Największą zaletą tej książki jest jej oryginalna konstrukcja. Martwa dolina składa się bowiem z trzech części, w których autor oddaje głos trzem różnym grupom bezpośrednio zainteresowanym katastrofą. Pierwszą z nich tworzą naukowcy z całego świata, którzy badali przyczynę tej masowej śmierci. Westerman nazywa ich "pogromcami mitów". I choć jeden z nich mówi:musimy dać czas faktom, żeby same opowiedziały nam swoją historię, to jednak przytłaczając większość rywalizuje ze sobą i walczy przede wszystkim o uznanie mediów dla swojej teorii.
„Apostołowie mitów” czyli drugą z przedstawionych grup tworzą misjonarze, duchowni i wyznawcy różnych religii - podobnie jak naukowcy, starają się za wszelką cenę przekonać o wyższości swojej interpretacji wydarzeń. Tyle tylko, że już nie przy pomocy naukowych faktów, ale odnosząc się do wiary. I tu już na dobre rozkręca się coś, co można nazwać procederem budowania mitów. Jednak w swoją szczytową fazę wchodzi on dopiero w trzeciej części, w której Westerman przepytuje zwykłych ludzi, członków lokalnej społeczności. Rozdział ten nosi zresztą nazwę Twórcy mitów.
Plotki są w Afryce tlenem dla społeczeństwa – mówi jeden z rozmówców Westermana i to zdanie oraz stwierdzenie Fikcja może się tak wygodnie zagnieździć w rzeczywistości, że staje się jej częścią - są kluczem do zrozumienie tego, co się stało z tamtejszą opinią publiczną po katastrofie. A ta, co rusz ulegała kolejnym teoriom i kolejnym pączkującym z nieprawdopodobną siłą historiom w jakie obrastało to wydarzenie. Od zakorzenionych w tamtym regionie pradawnych legend i przypowieści, po teorie spiskowe typu zamach. Od rzekomo twardych dowodów naukowych, po opowieści będące efektem bujnej wyobraźni. Holenderski reporter oprowadza czytelnika po tym kameruńskim labiryncie zaglądając w każdy jego zaułek, nawet w ten ślepy. I to w tym reportażu jest fascynujące – przedzieranie się przez najróżniejsze interpretacje tego samego wydarzenia.

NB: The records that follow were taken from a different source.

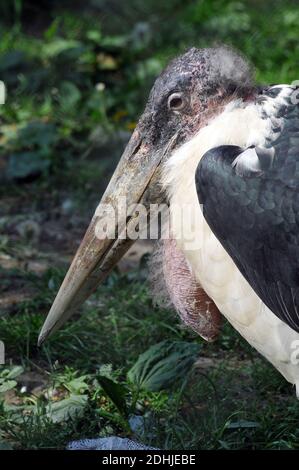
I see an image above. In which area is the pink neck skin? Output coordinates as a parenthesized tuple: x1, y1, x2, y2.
(162, 238, 221, 341)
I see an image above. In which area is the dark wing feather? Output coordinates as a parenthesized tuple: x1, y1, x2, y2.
(196, 97, 299, 332)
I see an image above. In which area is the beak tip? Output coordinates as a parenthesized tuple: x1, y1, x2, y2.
(37, 329, 47, 347)
(38, 317, 56, 346)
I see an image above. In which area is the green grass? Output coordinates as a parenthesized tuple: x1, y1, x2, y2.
(1, 266, 299, 450)
(1, 0, 299, 451)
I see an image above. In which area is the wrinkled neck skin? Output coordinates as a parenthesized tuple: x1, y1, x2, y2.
(161, 238, 222, 341)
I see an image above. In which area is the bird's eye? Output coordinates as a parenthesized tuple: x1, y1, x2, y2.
(167, 93, 185, 111)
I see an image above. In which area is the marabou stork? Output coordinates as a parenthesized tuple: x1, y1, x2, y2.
(39, 46, 299, 395)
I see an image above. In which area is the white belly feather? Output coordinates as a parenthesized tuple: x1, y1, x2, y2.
(162, 98, 299, 391)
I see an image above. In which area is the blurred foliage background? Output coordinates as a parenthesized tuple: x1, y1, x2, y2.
(0, 0, 299, 451)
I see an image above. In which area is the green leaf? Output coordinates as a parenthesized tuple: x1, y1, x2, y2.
(59, 82, 82, 111)
(5, 366, 24, 380)
(86, 30, 102, 43)
(44, 17, 61, 40)
(46, 394, 88, 423)
(0, 380, 17, 393)
(127, 340, 201, 392)
(97, 375, 128, 417)
(65, 376, 89, 395)
(101, 35, 128, 48)
(43, 39, 83, 58)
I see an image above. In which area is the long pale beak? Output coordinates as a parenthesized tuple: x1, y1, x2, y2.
(38, 120, 174, 346)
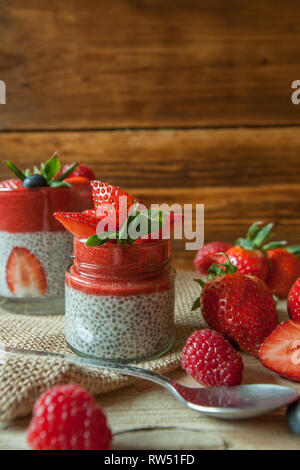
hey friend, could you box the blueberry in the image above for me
[23,174,48,188]
[286,400,300,435]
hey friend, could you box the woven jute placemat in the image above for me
[0,271,205,423]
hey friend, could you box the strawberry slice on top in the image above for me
[91,181,145,224]
[6,247,47,297]
[0,179,23,190]
[259,320,300,381]
[53,211,100,239]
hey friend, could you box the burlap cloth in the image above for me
[0,271,205,423]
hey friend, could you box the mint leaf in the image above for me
[56,162,78,182]
[86,231,117,247]
[5,161,25,181]
[127,209,168,241]
[42,152,61,183]
[49,180,71,188]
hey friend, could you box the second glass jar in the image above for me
[65,238,175,363]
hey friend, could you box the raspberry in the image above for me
[181,329,244,386]
[26,384,112,450]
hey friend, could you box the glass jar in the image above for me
[0,185,92,314]
[65,238,175,363]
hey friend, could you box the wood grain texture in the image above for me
[0,301,299,450]
[1,127,300,188]
[1,0,300,129]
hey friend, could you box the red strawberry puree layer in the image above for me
[66,238,173,296]
[0,186,92,233]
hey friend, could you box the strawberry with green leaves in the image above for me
[217,221,286,282]
[192,255,279,356]
[4,153,80,189]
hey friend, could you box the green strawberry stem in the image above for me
[286,246,300,258]
[236,221,286,255]
[191,254,237,311]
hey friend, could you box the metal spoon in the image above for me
[0,344,298,420]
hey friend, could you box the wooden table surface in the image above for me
[1,299,300,451]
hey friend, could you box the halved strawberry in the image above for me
[0,179,23,190]
[54,211,99,238]
[259,320,300,381]
[82,209,98,218]
[91,181,145,226]
[6,247,47,297]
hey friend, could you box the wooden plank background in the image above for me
[1,1,300,270]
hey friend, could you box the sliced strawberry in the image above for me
[259,320,300,381]
[82,209,99,218]
[0,179,23,190]
[91,181,145,227]
[6,247,47,297]
[54,211,99,238]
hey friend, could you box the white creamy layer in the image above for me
[65,285,175,361]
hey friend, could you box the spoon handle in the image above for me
[0,343,172,389]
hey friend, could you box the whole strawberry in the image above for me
[288,277,300,320]
[27,384,112,450]
[182,329,244,386]
[217,221,286,282]
[194,241,232,275]
[192,256,278,356]
[267,247,300,298]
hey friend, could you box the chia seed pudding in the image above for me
[65,238,175,362]
[0,184,92,314]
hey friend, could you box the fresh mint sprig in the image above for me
[86,207,170,247]
[5,153,78,188]
[6,161,25,181]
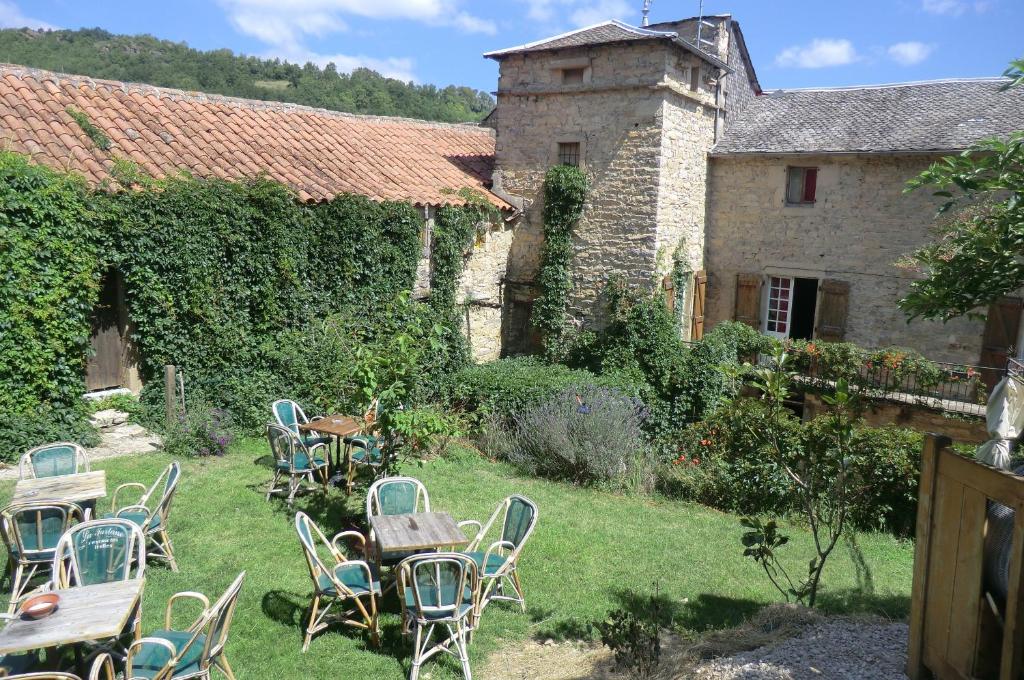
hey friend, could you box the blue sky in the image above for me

Niestety, nie jest to jednak książka pozbawiona wad. A raczej jednej, za to istotnej podczas lektury i wpływającej na jej odbiór. Jakkolwiek pierwszą i trzecią część czyta się z dużym zainteresowaniem, tak w drugiej (Apostołowie mitów), solidny, równy rytm całego reportażu znacząco siada. Część ta prostu nie jest już tak ciekawa jak pozostałe. Gdyby nie to wahnięcie formy byłby to reportaż więcej niż dobry.

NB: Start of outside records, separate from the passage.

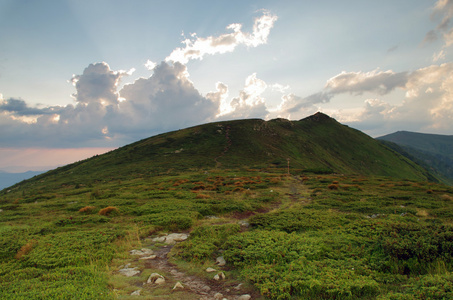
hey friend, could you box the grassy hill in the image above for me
[6,113,434,193]
[1,113,453,299]
[378,131,453,185]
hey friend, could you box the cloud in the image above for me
[70,62,131,105]
[426,0,453,61]
[324,69,408,95]
[327,63,453,135]
[215,73,269,120]
[116,61,219,136]
[165,11,278,64]
[0,98,64,116]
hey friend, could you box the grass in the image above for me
[1,170,453,299]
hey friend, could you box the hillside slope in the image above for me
[378,131,453,185]
[4,113,435,192]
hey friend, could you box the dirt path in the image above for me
[214,125,232,168]
[123,234,260,299]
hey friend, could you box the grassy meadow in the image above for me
[1,166,453,299]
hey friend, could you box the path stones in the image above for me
[237,295,252,300]
[172,281,184,290]
[213,272,225,281]
[130,248,154,256]
[118,266,140,277]
[147,273,165,285]
[152,233,189,245]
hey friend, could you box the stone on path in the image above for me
[214,292,223,300]
[238,294,252,300]
[152,233,189,245]
[213,272,225,281]
[139,254,157,260]
[205,267,216,272]
[130,248,154,256]
[130,289,141,296]
[172,281,184,290]
[118,267,140,277]
[147,273,165,284]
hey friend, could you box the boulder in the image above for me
[205,267,216,273]
[238,295,251,300]
[130,289,141,296]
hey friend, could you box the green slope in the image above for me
[5,113,434,192]
[378,131,453,185]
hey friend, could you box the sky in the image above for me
[0,0,453,172]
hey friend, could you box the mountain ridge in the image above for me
[378,131,453,185]
[3,112,436,192]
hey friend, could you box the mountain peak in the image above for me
[301,112,334,122]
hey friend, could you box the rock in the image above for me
[118,267,140,277]
[234,283,243,290]
[214,272,225,281]
[238,220,250,227]
[152,236,167,243]
[214,292,224,300]
[238,294,251,300]
[152,233,188,245]
[165,233,189,245]
[147,273,165,284]
[206,267,216,273]
[216,256,226,266]
[173,281,184,290]
[139,255,157,260]
[130,248,154,256]
[131,289,141,296]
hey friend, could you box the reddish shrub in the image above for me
[98,206,119,216]
[328,184,339,190]
[78,206,96,214]
[15,240,36,260]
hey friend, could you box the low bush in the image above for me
[98,206,119,216]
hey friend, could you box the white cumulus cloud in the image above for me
[165,11,278,64]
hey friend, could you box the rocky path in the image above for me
[118,233,258,299]
[214,125,232,168]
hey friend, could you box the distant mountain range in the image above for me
[377,131,453,185]
[0,170,44,190]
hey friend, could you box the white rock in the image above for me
[214,292,223,300]
[130,248,154,256]
[165,233,189,245]
[118,267,140,277]
[139,255,157,260]
[147,272,165,284]
[205,267,216,273]
[216,256,226,266]
[131,289,141,296]
[214,272,225,281]
[155,277,166,285]
[173,281,184,290]
[152,236,167,243]
[238,295,251,300]
[234,283,243,290]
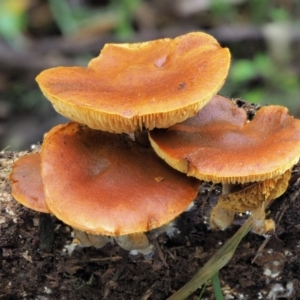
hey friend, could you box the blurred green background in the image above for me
[0,0,299,150]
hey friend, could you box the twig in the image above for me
[147,232,168,268]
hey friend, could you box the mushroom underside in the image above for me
[210,169,291,235]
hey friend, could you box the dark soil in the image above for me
[1,144,300,299]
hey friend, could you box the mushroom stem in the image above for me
[222,183,234,195]
[251,203,275,235]
[210,183,235,230]
[210,203,235,230]
[134,130,151,148]
[73,229,110,249]
[151,221,179,238]
[114,233,154,255]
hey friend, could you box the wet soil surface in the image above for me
[1,100,300,300]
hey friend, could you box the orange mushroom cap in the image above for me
[36,32,230,133]
[40,122,200,236]
[9,153,50,213]
[149,95,300,184]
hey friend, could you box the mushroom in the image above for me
[10,153,111,251]
[209,170,291,234]
[149,95,300,234]
[9,153,50,213]
[9,122,199,254]
[36,32,230,133]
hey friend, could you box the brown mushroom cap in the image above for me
[40,122,200,236]
[149,95,300,184]
[36,32,230,133]
[9,153,50,213]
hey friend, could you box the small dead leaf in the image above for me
[21,250,32,263]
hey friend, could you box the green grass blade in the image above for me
[167,218,252,300]
[196,281,207,300]
[211,272,224,300]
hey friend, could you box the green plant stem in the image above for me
[197,282,207,300]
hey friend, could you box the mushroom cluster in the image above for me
[10,32,229,254]
[10,31,300,257]
[10,122,200,254]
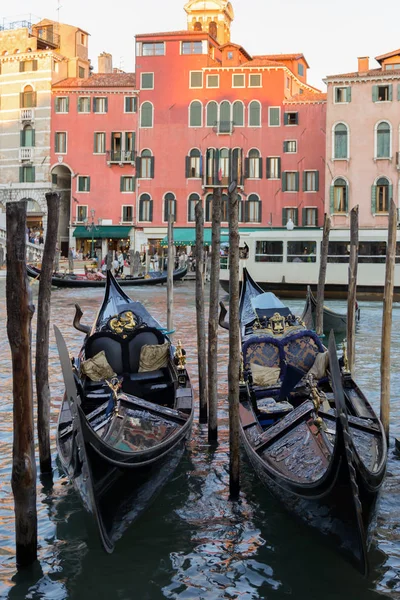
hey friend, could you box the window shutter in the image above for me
[105,98,108,113]
[174,200,177,222]
[19,166,23,182]
[266,158,271,179]
[282,172,287,192]
[371,185,377,214]
[78,98,82,112]
[87,177,90,192]
[258,157,263,178]
[164,198,168,221]
[213,149,219,185]
[20,130,24,147]
[20,92,24,108]
[294,112,299,125]
[389,84,393,101]
[284,113,289,125]
[295,172,299,191]
[133,97,137,112]
[372,86,378,102]
[283,141,287,153]
[66,97,69,112]
[185,155,190,178]
[54,132,57,152]
[31,129,35,147]
[258,199,262,223]
[389,184,393,202]
[135,157,141,177]
[277,158,281,178]
[19,62,24,72]
[315,170,319,191]
[32,60,38,71]
[120,177,124,192]
[139,198,143,221]
[347,87,352,102]
[244,201,249,223]
[302,207,306,226]
[345,183,349,212]
[93,98,97,112]
[149,200,153,222]
[294,208,299,226]
[93,133,96,152]
[132,176,136,191]
[314,208,318,226]
[282,208,287,226]
[32,92,37,107]
[330,186,335,214]
[302,171,307,191]
[244,157,250,179]
[150,156,155,178]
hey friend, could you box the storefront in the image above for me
[72,225,133,261]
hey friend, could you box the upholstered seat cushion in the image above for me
[85,335,124,374]
[250,363,280,387]
[139,342,170,372]
[81,350,116,382]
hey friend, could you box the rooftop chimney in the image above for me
[358,56,369,73]
[98,52,112,74]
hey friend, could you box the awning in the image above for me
[160,228,229,247]
[73,225,132,239]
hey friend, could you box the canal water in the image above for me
[0,279,399,600]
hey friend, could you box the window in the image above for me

Jak mówi jeden z bohaterów Martwej doliny - Tragedia w Nyos była narodowym wstrząsem, który po raz pierwszy wytworzył brakujące poczucie wspólnoty. Tak było wtedy, tuż po tym smutnym wydarzeniu. Niestety, w dwudziestą piątą rocznicę katastrofy, kiedy Westerman zaczął pisać ten reportaż, została ona całkowicie zignorowana zarówno przez państwo jak i media.
Co tak naprawdę wydarzyło się w okolicach jeziora Nyos? Doszło tam do gwałtownego wydzielenia się dużej ilości dwutlenku węgla nagromadzonego pod powierzchnią zbiornika. To on udusił ponad 1,7 tys. osób. Nie wiadomo jednak do końca co spowodowało ten wyciek śmiercionośnego gazu...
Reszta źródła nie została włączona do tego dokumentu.